2 Alabaré al Señor en todo tiempo: no cesarán mis labios de pronunciar sus alabanzas.

3 En el Señor se gloriará mi alma. Óiganlo los humildes, y consuélense.

4 Engrandeced conmigo al Señor, y todos a una ensalcemos su nombre.

5 Acudí solícitamente al Señor, y me oyó, y me sacó de todas mis tribulaciones.

6 Acercaos vosotros a él, y os iluminará: y no quedaréis sonrojados.

7 Clamó este pobre, y el Señor le oyó, y libróle de todas sus angustias.

8 El ángel del Señor asistirá alrededor de los que le temen, y los librará del mal.

9 Gustad y ved cuan suave es el Señor: bienaventurado el hombre que en Él confia,

10 Temed al Señor todos vosotros sus santos; porque nada falta a los que le temen,

11 Los ricos padecieron necesidad y hambre; pero a los que buscan al Señor no les faltará bien ninguno.

12 Venid, hijos, escuchadme, que yo os enseñaré el temor del Señor.

13 ¿Quién es el hombre que apetece vivir, y que desea ver días dichosos?

14 Pues guarda pura tu lengua de todo mal, y no profieran tus labios ningún embuste.

15 Huye del mal y obra el bien: busca la paz y empéñate en alcanzarla.
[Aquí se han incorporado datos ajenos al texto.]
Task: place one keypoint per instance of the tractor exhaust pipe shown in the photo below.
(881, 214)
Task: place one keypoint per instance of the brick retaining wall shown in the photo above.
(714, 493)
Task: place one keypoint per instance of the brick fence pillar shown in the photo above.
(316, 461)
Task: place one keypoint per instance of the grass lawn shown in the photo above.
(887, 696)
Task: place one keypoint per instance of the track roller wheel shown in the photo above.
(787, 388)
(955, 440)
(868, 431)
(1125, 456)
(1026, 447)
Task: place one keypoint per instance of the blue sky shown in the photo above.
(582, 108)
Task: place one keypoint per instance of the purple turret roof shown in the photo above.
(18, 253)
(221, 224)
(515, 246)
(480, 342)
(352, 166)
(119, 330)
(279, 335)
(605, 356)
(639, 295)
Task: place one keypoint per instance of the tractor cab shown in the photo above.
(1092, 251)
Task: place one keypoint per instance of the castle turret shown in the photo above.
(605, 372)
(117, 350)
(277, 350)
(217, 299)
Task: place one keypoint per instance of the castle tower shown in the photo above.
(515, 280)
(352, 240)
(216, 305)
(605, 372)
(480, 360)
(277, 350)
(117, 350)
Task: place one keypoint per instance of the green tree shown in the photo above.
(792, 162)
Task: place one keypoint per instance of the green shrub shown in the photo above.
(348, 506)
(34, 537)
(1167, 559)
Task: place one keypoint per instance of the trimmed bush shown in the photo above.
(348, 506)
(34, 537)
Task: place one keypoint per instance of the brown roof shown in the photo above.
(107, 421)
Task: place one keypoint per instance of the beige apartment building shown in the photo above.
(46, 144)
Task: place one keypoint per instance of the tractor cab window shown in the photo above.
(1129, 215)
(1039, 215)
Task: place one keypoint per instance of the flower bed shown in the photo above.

16 El Señor tiene fijos sus ojos sobre los justos, y atentos sus oídos a la plegaria que le hacen.

17 Y el rostro del Señor está observando a los que obran el mal, para extirpar de la tierra la memoria de ellos.

18 Clamaron los justos, y oyólos el Señor,y librólos de todas sus aflicciones.

19 El Señor está al lado de los que tienen el corazón atribulado; y Él salvará a los humildes de espíritu.

20 Muchas son las tribulaciones de los justos, pero de todas los librará el Señor.

21 De todos los huesos de ellos tiene el Señor sumo cuidado: ni uno solo será quebrantado.

22 Funestísima es la muerte de los pecadores; y los que aborrecen al justo quedarán destruidos.

23 El Señor redimirá las almas de sus siervos, y no perecerán los que en él esperan.